The LGBTQIA+ movement has taken great strides in India in the form of awareness and rights. An example of how this movement has succeeded is the Supreme Court ruling Section 377 of the IPC unconstitutional on September 06, 2018. On November 26, 2019, the movement suffered a setback in the form of the Rajya Sabha passing the Transgender Persons (Protection of Rights) Bill, which is regressive for the Trans community and a step backwards for the movement in the country.
The question that arises is, does the LGBTQIA+ movement consider intersectionality within the movement, or does it cater only to certain privileged classes within big cities and still remain inaccessible to people from marginalized communities such as Dalits and Muslims?
The true essence of a movement should lie in fighting for the people within it. An example of this can be seen from an excerpt from Hasratein: A Queer Collective’s latest statement urging action against the Trans Bill during the Pride Parade. “This Pride is not a party; it’s a fight. It’s a brawl in a bar that ends with a brick thrown on the head of a cop. It sparks a revolution. It is for the trans community. Only when this atrocious bill is defeated, do we celebrate. Join us in our rage at Delhi Queer Pride to continue our resistance against this fascist state.”

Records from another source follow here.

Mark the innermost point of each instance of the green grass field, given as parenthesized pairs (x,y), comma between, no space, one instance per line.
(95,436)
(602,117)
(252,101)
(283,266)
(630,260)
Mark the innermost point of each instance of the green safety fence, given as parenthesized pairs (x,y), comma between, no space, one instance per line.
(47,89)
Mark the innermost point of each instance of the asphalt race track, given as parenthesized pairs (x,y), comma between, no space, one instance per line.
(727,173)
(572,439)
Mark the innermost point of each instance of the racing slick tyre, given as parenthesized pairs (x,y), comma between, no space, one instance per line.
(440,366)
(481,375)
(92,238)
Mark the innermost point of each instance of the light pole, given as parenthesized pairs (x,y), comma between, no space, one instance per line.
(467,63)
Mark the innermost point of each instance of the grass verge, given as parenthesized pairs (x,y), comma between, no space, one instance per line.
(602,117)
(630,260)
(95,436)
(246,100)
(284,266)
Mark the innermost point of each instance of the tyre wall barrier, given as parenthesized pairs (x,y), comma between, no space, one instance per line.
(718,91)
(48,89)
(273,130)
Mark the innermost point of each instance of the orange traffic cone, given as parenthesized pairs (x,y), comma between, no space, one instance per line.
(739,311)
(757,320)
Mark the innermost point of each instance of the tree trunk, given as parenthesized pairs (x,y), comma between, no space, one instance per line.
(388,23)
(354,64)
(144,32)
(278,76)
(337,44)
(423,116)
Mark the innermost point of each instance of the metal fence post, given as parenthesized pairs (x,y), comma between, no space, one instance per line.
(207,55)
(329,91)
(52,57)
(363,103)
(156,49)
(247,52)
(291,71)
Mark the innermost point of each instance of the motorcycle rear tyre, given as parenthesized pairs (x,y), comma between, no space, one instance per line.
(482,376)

A noticeable aspect of the pride parade and the LGBTQI+ movement is the ignorance of intersectionality. Rishi Raj Vyas, a Dalit queer activist when talking about the Pride Parade says, “When we were at Pride, they did not let us raise the flag of Babasaheb Ambedkar saying that Pride is only for LGBTQ people, thus denying access to queer Dalit and queer Muslim people. So, we need to have more intersectional spaces for queer individuals from different caste and class backgrounds, and yes, we need to educate people, especially queer people about struggles of people of class and people of caste.”
Yameena, a student of sociology from Miranda House, University of Delhi, says, “The LGBTQIA+ movement in India has the tendency of excluding Muslims and Dalits. It’s often a result of the inherent islamophobia and casteism of the Savarna queers. It’s also important to look at the issue from a socio-political dimension.”

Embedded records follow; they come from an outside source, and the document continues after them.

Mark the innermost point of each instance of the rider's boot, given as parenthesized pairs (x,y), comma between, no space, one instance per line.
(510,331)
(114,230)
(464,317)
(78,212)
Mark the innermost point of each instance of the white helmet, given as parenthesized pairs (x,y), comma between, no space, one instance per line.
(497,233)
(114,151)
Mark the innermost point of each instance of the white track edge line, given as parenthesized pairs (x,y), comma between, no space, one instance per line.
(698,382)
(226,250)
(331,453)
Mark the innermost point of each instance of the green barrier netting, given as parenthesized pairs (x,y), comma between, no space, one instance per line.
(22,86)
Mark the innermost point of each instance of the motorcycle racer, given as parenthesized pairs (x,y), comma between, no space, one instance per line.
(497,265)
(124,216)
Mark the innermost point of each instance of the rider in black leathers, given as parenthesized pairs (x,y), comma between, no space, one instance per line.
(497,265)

It is a very important point to consider that the accessibility of these movements for different castes and classes within India is still next to none. Prachi, a student of IPCW, says “Coming from a very privileged place, it was very hard for me to remember any Muslim or Dalit queer person I know or have met in real life. the Muslim or Dalit people I know are not publicly out to the world because we live in a very Hindu dominated society, and this society is not at all safe for them.”
It is time to recognize that privilege does exist within the sphere of the LGBTQIA+ movement in this country. While it might take steps forward, the overall effort will be fruitless if the many different socio-political factors within the movement and its intersectionality aren’t recognized. There is a need to examine and introspect how this movement and all the positives within it can reach and incorporate all sections of society.